Trying to sustain some sense of normalcy and forward momentum for his new family, Blink goes to a job interview at a fancy design firm, but his talent is quickly compartmentalized and reduced by an arrogant industry type. With bills and hopelessness piling up, he and his friends decide to rob a local casino for notorious local gangster Cousin (an incredible T.I. Harris). Of course, the shit hits that fan and speckles everyone in the process.
From here, trying to follow Cut Throat City’s convoluted plot quickly becomes a fool’s errand. The film’s more interested in the weight and presence of specific scenes, in which great actors give moving, passionate monologues about the cyclical horrors of history, police brutality, white racism, institutionalized corruption, and their culpability in precipitating each. More often than not, these scenes feel like daring one-acts that don’t really cohere together as a whole, except around the lingering idea of déjà vu.
What’s most interesting about RZA’s vision is how he uses the younger generation of characters, who are mostly chained to the archetypes and motivations of crime cinema, to challenge the older guard of NOLA henchmen, gangsters, and city councilmen who’ve become stuck in the rot of their own making. Ethan Hawke, Isaiah Washington, T.I., Wesley Snipes, and Rob Morgan (one of our finest character actors) each get a show-stopping moment to reflect on their past and future, neither of which paints a pretty picture.

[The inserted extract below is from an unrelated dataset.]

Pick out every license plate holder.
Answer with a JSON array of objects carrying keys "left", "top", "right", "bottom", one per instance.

Cut Throat City is a challenging film in that it dares us to piece together a fractured narrative about something that is inherently American and broken; a system, a democracy, a dream. And of course, one of the final images is of a young black man being mercilessly shot by a row of white policemen. Even when it’s revealed that this scene and outcome may, in fact, be an alternate reality, the feelings of helplessness, grief, and loss it conjures up are very real to the America of today. Which just isn’t that different from the America of yesterday.